En esta línea se ha manifestado el Consejero Delegado del Grupo Mémora, Juan Jesús Domingo a través de un comunicado emitido por la compañía: “Si las administraciones consideran los funerales y las ceremonias de despedida sólo desde una perspectiva social y relacional, omiten la dimensión fundamental que es la función curativa. Ritualizar la despedida es empezar a aceptar la pérdida, es permitir la reflexión sobre la muerte de manera serena, es rendir homenaje a quién queremos y a nosotros mismos, es evitar un duelo traumático porque se ha realizado sin despedida, sin adiós. Dentro de unos meses, cuando la situación se vaya normalizando, nos enfrentaremos y seremos más conscientes del vacío de los que se han ido y con ello el sentimiento de perplejidad por una muerte en soledad y sin despedida y un sentimiento de carencia, de deuda pendiente con nuestros seres más queridos”.

Mémora es consciente del reto social al cual se enfrenta la ciudadanía en momentos tan convulsos, y de la gran labor que están llevando a cabo los profesionales de la salud y de los servicios sociales, así como los profesionales del sector funerario, que son los responsables de dar apoyo emocional en las primeras etapas del proceso de duelo, por lo que apela a la responsabilidad de las autoridades de preservar el derecho de las personas a poder realizar la despedida de un ser querido.

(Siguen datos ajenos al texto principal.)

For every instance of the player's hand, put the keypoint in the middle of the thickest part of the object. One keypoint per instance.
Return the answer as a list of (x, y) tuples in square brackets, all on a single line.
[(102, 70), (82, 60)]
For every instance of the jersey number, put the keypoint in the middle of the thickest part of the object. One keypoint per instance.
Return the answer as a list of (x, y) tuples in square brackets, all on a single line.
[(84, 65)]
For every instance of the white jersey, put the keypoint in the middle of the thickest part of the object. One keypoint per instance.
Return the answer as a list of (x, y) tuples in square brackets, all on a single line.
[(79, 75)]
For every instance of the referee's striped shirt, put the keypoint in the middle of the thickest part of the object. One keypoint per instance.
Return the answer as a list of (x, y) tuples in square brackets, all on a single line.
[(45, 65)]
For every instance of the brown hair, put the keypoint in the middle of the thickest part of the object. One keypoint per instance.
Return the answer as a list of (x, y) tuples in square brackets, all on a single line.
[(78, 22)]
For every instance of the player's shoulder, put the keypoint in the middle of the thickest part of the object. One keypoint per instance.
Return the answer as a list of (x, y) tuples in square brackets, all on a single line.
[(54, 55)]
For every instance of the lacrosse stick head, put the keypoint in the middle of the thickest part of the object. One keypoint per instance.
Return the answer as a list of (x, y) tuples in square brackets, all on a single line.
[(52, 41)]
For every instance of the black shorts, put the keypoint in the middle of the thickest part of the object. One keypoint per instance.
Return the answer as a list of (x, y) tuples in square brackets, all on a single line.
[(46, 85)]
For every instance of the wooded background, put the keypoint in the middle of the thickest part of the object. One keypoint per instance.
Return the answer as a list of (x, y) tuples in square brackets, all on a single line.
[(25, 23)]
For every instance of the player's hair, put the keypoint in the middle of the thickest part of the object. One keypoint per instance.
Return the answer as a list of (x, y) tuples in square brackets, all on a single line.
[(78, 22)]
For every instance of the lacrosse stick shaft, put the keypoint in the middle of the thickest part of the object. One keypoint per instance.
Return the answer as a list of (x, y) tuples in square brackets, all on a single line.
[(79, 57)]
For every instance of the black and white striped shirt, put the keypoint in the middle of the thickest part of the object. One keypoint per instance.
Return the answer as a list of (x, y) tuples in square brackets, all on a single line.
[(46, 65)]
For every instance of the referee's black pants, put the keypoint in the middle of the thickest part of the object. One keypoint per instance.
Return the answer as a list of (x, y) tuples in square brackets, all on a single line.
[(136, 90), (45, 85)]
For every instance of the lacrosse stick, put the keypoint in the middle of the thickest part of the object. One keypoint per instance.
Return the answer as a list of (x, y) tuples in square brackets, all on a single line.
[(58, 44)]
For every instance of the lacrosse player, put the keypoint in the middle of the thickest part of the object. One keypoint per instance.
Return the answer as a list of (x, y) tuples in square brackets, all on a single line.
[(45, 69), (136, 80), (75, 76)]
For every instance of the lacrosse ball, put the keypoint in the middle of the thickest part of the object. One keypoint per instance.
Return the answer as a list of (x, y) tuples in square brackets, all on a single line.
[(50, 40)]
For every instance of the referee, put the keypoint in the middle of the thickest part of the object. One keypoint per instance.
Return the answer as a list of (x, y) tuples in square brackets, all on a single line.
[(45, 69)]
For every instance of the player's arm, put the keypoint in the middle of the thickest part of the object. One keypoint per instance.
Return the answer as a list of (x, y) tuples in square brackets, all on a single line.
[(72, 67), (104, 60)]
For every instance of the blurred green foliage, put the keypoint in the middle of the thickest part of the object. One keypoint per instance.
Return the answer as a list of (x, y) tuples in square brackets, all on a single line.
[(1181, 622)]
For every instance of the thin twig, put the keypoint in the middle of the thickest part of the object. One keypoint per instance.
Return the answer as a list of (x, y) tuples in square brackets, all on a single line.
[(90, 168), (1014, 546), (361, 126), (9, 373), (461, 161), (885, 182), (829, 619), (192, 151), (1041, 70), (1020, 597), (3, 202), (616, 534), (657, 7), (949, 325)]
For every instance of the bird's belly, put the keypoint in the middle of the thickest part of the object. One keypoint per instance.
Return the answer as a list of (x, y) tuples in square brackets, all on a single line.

Ante esta situación de máxima fragilidad para las familias Mémora quiere poner en valor la necesidad de reactivar los escenarios previos a la prohibición de la celebración de ceremonias para evitar la muerte en soledad y para garantizar el acompañamiento en el proceso de final de vida como un derecho fundamental como se ha realizado en algunos centros sociosanitarios y residencias geriátricas del estado.